Son regard la transperça. Elian se sentit mise à nue. Elle grimaça puis souffla :

- Parce que Guero est un alchimiste. Il a crée un poison qui est en train de tuer mon frère. Les guérisseurs ont besoin de la formule pour le sauver.

Saelim pencha la tête.

- Frère ? répéta Saelim.

- J’ai mal utilisé ce terme ? supposa Elian dont l’amhric n’était pas parfait.

- J’ai compris parce que je parle le ruyem et que j’ai traduis mais chez nous, il désigne deux membres d’une même caste. Je suis Tewagi, combattant. Tous les Tewagi sont mes frères.

Elian frissonna.

- J’ai tué ton frère, comprit-elle.

Après tout, Khala aussi était un Tewagi. Le chef des Tewagi. Saelim haussa les épaules.

- Tuer quelqu’un permet d’obtenir son poste. C’est un acte courant chez nous.

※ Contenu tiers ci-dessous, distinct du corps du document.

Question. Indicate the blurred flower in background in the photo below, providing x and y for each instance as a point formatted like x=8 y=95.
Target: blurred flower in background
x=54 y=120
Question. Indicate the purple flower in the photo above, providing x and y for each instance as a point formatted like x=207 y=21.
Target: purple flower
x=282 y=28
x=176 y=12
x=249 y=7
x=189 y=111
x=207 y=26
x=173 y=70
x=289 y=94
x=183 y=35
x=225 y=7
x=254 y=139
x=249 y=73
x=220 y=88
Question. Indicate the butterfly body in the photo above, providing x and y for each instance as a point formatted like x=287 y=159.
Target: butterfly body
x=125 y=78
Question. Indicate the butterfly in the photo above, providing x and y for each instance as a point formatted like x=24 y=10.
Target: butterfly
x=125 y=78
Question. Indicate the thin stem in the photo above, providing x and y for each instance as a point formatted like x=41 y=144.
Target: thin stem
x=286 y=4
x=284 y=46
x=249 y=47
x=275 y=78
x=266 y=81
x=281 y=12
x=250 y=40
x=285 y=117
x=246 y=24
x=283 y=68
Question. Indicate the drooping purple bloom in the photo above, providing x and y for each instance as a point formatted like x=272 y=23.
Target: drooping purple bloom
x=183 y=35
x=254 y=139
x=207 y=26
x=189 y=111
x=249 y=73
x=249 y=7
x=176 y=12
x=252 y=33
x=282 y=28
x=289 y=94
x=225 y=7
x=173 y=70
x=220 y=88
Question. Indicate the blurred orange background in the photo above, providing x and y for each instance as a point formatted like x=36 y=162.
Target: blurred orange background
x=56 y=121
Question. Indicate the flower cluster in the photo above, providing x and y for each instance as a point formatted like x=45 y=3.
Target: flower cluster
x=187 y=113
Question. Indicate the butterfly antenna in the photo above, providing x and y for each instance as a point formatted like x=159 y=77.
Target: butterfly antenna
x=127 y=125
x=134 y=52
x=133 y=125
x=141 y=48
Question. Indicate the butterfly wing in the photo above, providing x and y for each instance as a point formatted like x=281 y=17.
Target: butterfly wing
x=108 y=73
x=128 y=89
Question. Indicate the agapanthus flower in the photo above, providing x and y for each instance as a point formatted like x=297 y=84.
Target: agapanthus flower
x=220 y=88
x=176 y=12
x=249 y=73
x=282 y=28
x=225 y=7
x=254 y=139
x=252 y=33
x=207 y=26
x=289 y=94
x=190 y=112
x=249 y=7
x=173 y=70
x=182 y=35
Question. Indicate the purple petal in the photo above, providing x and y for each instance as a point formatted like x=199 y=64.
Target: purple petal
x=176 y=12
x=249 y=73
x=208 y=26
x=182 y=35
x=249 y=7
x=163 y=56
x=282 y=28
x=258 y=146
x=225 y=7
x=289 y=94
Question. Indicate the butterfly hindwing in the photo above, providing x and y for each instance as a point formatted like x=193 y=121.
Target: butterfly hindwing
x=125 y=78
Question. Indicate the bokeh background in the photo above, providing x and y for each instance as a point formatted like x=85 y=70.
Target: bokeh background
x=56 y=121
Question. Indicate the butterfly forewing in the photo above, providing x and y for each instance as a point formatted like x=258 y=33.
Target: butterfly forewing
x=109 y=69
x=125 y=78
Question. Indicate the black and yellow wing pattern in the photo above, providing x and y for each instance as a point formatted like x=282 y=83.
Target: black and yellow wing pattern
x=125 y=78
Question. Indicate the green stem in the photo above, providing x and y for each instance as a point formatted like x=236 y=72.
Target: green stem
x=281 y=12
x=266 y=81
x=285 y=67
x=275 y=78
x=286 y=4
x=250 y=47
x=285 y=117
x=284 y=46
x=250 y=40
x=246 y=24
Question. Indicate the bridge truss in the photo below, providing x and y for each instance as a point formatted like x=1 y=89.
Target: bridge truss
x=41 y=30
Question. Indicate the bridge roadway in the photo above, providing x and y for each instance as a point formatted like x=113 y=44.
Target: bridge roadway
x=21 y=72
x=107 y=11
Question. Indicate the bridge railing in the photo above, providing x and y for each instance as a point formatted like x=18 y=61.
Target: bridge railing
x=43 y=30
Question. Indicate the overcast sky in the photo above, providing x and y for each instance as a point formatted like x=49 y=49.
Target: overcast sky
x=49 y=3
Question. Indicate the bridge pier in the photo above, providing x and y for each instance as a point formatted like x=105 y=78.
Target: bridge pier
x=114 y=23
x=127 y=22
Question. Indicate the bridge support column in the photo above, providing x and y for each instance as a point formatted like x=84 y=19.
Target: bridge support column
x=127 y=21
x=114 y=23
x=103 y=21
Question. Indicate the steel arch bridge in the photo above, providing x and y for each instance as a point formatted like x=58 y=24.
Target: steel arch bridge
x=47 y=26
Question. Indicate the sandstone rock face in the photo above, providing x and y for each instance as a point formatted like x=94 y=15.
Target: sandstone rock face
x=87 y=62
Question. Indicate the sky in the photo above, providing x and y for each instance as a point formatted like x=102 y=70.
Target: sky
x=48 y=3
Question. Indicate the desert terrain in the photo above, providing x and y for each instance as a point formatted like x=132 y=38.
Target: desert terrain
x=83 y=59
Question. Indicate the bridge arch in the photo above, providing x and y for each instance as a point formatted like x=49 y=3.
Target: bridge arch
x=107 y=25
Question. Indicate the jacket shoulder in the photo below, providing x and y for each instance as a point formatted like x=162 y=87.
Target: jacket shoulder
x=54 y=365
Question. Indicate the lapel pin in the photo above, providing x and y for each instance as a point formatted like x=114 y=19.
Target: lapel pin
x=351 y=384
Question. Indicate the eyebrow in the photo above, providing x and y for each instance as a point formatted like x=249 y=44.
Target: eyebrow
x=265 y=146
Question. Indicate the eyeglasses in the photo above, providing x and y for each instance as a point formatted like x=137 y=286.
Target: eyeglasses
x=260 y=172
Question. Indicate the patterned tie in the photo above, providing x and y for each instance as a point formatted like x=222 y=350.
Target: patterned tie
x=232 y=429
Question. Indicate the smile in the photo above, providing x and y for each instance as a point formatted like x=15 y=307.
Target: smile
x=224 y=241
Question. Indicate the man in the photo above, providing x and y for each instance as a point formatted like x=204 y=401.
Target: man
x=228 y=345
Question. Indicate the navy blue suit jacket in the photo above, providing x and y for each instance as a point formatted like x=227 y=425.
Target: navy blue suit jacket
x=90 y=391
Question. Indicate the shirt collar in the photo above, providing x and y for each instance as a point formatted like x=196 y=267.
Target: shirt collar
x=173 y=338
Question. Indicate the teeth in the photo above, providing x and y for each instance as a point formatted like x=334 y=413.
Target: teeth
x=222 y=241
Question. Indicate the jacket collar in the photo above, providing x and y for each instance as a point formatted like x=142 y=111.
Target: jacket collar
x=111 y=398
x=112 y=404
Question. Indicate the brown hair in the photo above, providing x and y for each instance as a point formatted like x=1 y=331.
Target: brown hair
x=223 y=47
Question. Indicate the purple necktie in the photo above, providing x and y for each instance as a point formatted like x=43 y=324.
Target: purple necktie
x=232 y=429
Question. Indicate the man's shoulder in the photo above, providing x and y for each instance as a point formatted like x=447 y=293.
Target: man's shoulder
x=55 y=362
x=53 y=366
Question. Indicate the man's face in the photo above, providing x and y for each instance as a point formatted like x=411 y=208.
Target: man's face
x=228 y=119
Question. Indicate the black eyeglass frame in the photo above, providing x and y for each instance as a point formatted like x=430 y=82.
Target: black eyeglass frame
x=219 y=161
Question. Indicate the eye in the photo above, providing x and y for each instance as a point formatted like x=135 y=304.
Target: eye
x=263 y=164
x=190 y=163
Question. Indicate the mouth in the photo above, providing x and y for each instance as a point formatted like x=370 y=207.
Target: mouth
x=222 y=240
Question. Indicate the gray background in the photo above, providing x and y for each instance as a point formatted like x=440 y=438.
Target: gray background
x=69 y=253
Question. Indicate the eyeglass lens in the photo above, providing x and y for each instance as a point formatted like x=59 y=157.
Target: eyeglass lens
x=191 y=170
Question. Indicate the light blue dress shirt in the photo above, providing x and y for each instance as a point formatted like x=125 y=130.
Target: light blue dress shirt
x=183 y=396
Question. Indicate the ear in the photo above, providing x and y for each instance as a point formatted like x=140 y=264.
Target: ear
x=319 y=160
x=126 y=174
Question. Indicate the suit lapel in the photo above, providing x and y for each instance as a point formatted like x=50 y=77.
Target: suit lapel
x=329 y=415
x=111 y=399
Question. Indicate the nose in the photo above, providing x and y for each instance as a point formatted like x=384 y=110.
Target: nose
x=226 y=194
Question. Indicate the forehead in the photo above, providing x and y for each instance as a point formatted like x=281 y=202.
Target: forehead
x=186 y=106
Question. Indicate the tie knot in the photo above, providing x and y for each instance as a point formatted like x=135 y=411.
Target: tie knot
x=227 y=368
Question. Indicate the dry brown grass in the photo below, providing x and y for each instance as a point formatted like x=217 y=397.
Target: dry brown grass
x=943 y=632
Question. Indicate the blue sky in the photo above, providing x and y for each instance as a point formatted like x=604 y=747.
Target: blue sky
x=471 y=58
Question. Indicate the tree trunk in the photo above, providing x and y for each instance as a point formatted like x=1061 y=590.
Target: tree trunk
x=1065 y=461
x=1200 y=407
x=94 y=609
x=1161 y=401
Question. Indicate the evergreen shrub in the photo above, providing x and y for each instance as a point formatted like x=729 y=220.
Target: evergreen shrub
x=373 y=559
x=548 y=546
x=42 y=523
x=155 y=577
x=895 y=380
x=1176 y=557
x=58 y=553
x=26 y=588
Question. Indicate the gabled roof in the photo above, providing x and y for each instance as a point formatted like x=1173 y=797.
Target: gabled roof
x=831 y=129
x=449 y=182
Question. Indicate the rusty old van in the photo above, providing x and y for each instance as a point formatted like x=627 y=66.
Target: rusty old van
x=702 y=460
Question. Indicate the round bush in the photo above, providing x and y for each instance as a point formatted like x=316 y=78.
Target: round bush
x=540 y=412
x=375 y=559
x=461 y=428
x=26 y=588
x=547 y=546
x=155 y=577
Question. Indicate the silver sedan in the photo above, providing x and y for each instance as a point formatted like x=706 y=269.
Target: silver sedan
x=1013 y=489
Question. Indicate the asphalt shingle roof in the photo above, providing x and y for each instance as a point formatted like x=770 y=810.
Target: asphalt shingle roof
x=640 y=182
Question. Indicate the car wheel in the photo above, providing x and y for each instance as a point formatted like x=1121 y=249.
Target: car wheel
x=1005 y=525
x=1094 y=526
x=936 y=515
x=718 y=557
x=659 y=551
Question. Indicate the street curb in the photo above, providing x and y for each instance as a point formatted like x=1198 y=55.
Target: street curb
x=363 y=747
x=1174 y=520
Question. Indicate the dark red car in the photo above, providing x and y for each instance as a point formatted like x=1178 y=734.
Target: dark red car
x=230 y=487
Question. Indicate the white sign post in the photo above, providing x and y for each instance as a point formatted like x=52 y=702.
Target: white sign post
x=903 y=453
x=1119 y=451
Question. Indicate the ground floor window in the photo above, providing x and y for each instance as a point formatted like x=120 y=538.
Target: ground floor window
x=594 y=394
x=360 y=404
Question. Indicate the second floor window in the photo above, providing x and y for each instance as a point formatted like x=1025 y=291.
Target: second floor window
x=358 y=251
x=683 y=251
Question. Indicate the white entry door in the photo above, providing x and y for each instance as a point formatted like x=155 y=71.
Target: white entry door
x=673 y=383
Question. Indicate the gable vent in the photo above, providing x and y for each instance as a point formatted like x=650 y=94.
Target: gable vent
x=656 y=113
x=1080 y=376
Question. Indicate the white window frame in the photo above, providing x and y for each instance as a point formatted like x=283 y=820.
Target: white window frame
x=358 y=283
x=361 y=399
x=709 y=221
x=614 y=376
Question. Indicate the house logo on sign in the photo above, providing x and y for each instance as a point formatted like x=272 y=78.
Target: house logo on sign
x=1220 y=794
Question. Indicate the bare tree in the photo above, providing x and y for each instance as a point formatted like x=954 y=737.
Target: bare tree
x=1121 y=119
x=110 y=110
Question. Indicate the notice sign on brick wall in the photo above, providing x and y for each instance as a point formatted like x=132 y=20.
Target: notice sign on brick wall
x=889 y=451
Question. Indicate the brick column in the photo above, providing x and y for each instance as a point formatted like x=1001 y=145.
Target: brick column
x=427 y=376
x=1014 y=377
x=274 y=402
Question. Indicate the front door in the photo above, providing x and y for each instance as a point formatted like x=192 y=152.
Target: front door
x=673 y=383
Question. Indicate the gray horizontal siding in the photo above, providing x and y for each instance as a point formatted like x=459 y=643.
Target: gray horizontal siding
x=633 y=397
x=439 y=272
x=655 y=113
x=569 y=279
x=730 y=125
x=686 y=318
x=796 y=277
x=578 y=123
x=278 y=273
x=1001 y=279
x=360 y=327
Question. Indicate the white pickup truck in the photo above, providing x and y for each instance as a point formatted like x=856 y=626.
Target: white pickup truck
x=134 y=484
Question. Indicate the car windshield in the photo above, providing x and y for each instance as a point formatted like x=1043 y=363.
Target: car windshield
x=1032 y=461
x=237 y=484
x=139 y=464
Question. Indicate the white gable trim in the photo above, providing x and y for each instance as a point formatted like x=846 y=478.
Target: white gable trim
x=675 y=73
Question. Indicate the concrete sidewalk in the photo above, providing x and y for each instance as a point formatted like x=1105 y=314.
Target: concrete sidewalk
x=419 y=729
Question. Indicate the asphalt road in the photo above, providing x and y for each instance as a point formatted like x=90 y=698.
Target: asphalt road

Elian ferma les yeux. Elle se demanda, entre les manières des humains, celles des elfes des bois et celles des elfes noirs, laquelle était la pire ? Elle secoua la tête, incapable de choisir.

- Bref, tu viens avec moi ? insista-t-elle une fois l’esprit revenu au moment présent.

- Pourquoi irai-je avec toi ?

- Parce qu’après qu’il m’ait donné la formule, tu pourras extirper à Guero les informations dont tu as besoin.

Il fronça les sourcils.

- Tu préfères retourner à Dalak ? Voir les anciens envoyer ton peuple se faire massacrer sous les murs de Tur-Anion ? Ma piste est fine, oui. Mais c’est la seule qu’on ait. Tu proposes mieux ?

Saelim grogna.

- Qui vient ?

- Dolandar et Theorlingas.

- Pourquoi ces deux-là ?

- Dolandar parce qu’il me protège.

- Tu lui fais confiance.

- Non, mais il est capable de me protéger et la blessure au métal noir diminue mes capacités. C’est regrettable mais j’ai besoin d’une escorte.

- Et Theorlingas ?

- Parce que j’ai besoin de lui. Il sera notre boussole.

- D’accord. Je viens. On part quand ?

- Maintenant, dit Elian. Qui sait combien de temps mon frère tiendra le coup ? Le temps nous est compté.

Saelim soupira, se leva etjeta de la terre sur le feu pour l’éteindre.